Two weeks until Bob’s back

Everyone I talk to is going over the hill – finally they have a good reason to visit Hamilton.

Hush my mouth. There are, of course, many good reasons to go to Hamilton. Give me a few minutes and I'll think of one. Okay. We'll get back to that.

Bob Dylan's gig in Hamilton will see him closer to Tauranga than
he's ever been before.

The reason all the folk I talk to are heading across the Kaimai Ranges is in exactly two weeks' time Bob Dylan will be closer to Tauranga than he's ever been before.
Yep, it's nearly Bob-time – and once again it's worth mentioning this may be the very last occasion the old fella will drag his tired bones down to this part of
the world.

He's 73 now. He comes to New Zealand around every four years, last time was 2011.
Bob at 77? It seems hard to imagine. After all, he's no Leonard Cohen.

That was another 'sort of” joke. Bob and Leonard are two very different beasts. Leonard's voice seems to improve with age, and he has a precision band and superb sound set-up.

A vocal struggle

Bob is using a varied range of strategies to work around his vocal deterioration; the band is kept on a tight rein and his sound is absolutely hit or miss.

Which is why I'm not going this time. After 2011 when I shelled out $200 for 13th row tickets at the Vector, then couldn't hear a thing because the sound was so awful I vowed to give Bob a miss in future. And I've been to every tour here since the seventies.

But I don't say that to put anyone off. There are still tickets for the Sunday night at Claudelands. Bob could be brilliant; he often is. And the thing about a Dylan show, unlike those of Field Commander Cohen, is they're still wildly unpredictable.

That's something Dylan fans have always cherished, a badge of honour if you like, the fact that their man will zig when the rest of the world zags.

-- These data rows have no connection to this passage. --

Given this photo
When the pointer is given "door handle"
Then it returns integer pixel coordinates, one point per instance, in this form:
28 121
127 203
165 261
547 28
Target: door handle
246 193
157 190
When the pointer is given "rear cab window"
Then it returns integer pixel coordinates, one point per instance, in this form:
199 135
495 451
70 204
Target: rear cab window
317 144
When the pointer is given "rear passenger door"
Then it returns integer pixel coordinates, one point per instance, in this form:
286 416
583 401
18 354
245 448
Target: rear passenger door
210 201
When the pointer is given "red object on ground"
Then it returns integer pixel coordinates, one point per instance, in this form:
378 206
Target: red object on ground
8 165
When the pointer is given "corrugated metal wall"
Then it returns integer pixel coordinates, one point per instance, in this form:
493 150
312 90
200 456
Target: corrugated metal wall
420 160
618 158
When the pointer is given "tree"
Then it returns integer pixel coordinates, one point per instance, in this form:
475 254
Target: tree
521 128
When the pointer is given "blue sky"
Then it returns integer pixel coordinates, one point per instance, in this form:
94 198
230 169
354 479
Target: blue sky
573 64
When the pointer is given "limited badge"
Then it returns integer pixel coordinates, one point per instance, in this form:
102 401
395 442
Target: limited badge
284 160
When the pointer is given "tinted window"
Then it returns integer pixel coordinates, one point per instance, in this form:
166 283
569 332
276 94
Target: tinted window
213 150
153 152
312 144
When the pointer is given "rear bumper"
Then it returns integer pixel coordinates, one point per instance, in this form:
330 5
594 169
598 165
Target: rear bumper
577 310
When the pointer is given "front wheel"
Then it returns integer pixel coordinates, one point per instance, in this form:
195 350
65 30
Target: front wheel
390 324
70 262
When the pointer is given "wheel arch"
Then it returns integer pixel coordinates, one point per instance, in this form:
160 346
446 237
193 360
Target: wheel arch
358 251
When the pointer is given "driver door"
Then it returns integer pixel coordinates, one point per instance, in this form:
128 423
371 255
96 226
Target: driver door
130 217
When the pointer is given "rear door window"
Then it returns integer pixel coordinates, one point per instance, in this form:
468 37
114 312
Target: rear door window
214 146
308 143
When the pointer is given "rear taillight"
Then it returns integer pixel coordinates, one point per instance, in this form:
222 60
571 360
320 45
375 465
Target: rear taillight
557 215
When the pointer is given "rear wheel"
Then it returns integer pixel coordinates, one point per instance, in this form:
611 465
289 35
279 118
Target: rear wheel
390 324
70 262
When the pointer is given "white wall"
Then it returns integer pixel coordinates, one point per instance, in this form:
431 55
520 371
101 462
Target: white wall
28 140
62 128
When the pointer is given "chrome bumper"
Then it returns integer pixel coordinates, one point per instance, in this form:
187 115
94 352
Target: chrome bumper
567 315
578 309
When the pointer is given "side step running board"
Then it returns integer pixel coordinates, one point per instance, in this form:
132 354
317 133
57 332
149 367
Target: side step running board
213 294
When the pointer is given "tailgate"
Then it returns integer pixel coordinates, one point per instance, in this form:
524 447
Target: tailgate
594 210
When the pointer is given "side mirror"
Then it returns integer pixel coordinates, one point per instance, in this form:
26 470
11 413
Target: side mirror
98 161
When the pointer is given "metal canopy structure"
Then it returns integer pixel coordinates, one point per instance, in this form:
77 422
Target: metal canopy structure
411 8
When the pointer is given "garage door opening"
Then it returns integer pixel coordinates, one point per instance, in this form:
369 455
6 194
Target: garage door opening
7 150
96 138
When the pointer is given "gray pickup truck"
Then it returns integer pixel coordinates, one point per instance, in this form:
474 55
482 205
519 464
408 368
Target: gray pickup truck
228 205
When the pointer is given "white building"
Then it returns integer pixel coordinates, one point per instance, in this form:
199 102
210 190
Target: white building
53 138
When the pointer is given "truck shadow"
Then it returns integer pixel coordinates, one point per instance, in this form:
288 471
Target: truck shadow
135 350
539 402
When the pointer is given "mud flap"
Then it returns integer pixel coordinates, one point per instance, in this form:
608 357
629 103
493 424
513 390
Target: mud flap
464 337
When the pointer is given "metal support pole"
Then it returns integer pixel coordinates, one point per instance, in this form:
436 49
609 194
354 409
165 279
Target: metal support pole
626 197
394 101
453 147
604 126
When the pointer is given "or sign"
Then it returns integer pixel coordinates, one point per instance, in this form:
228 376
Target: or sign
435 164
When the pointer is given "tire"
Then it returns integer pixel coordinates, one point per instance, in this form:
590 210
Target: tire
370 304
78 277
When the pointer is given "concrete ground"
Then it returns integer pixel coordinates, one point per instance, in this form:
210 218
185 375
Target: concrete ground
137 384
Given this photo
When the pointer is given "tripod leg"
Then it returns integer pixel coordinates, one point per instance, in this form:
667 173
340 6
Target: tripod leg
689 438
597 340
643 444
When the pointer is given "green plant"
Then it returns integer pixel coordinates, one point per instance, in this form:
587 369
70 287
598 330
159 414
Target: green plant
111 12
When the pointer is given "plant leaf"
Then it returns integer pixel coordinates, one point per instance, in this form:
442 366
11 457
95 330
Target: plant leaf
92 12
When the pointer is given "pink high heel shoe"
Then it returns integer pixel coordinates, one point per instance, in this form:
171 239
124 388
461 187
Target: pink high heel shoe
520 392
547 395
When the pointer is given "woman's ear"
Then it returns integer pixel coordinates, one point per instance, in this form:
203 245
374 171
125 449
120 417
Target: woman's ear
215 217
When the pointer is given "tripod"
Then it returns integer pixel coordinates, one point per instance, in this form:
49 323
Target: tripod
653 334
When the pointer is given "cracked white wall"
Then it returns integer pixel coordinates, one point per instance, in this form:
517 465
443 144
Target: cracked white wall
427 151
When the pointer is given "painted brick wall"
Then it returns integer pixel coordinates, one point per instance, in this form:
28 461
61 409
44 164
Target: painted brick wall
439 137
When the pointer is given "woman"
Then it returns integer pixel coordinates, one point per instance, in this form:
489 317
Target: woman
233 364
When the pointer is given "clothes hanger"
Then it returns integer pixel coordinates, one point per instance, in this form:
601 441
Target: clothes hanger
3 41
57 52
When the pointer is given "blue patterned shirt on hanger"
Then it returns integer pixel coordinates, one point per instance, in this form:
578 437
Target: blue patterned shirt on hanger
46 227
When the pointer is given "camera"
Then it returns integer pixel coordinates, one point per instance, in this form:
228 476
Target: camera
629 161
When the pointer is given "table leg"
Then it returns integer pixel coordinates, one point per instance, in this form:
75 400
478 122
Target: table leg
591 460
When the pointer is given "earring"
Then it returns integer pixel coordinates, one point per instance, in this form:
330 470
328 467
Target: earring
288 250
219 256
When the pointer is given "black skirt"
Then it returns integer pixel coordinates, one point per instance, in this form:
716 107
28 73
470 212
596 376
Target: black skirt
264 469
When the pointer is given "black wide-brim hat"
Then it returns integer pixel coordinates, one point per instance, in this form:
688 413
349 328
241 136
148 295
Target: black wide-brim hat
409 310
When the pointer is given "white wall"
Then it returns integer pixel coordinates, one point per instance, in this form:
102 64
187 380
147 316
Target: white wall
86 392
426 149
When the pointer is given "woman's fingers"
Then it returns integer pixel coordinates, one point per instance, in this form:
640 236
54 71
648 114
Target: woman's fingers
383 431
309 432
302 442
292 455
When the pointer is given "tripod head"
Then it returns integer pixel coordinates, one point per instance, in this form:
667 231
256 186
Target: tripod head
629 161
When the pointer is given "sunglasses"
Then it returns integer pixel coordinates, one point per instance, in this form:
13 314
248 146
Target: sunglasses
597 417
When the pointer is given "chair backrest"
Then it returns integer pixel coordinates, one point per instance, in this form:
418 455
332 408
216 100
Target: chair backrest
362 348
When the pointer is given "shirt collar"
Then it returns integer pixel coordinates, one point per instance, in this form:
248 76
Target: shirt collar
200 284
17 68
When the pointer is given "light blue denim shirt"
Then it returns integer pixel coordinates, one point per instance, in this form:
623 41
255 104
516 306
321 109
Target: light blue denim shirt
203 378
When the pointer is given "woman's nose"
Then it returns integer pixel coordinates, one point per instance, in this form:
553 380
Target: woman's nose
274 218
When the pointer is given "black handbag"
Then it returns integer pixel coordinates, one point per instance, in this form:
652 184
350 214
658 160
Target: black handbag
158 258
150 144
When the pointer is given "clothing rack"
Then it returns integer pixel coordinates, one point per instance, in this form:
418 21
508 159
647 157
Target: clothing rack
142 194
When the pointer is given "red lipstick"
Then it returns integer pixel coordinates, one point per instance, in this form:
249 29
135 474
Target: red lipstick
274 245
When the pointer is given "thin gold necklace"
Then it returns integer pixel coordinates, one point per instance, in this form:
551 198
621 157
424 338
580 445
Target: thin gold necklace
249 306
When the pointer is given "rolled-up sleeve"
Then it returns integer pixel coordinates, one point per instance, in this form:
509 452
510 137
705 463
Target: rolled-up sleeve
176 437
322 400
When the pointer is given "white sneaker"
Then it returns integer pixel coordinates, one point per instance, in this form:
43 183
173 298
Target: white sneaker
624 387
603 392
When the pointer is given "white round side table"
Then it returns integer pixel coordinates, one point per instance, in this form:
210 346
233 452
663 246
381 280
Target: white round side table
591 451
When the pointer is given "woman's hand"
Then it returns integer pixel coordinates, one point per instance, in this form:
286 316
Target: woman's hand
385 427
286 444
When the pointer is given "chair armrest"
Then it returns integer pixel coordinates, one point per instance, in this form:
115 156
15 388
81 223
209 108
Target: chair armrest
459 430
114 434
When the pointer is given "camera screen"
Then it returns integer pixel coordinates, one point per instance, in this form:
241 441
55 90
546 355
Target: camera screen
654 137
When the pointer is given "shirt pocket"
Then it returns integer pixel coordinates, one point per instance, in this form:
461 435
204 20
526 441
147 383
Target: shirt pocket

In a weird contradiction, the fact he still confounds expectations and disappoints his fans is actually treasured as part of his appeal.

Singing Frank's songs

So what can I tell you in preparation for the Bob show in a couple of weeks? I could mention he has a new album coming out in August, which will, apparently, be an album of Frank Sinatra songs.

It might be called ‘Shadows In The Night'. Back in May he released a cover of Sinatra's 1945 hit ‘Full moon and empty arms' as a teaser.

But that won't help with the show, as he's yet to perform any of Frankie's tunes live.
The strange thing about Dylan's shows in the last couple of years is...they've been all the same.

Yep, the guy who famously plays different songs at every show suddenly changed his modus operandi overnight and started playing exactly the same songs every night.
That came as a shock, particularly to die-hard fans who travel to every concert on a tour.

Every show, night after night, they got the same 17 songs. And, to be a bit more perverse, these weren't exactly 17 greatest hits.

I won't give away the whole thing, it's easy enough to Google, but the set included a mere three songs from the sixties. And two from ‘Blood on The Tracks' representing the seventies.

And there were six songs from his latest album ‘Tempest', along with the remarkably obscure likes of ‘What Good Am I?' and ‘Waitin' For You'.

Surprise tunes

But, before you decide that going to both nights to hear the same songs would be overdoing it, one more thing: last month on his European tour Bob started mixing it up by, some nights, playing a totally different 17 songs, except the final encore of ‘All Along The Watchtower'.

This set included not a single song from ‘Tempest', but it did showcase eight well-known sixties songs.

In Europe Bob pretty much alternated one set with the other, so in Hamilton it's pretty much anyone's guess as to what you'll get to hear. I'll keep my fingers crossed the sound is good for you. Wish I was there.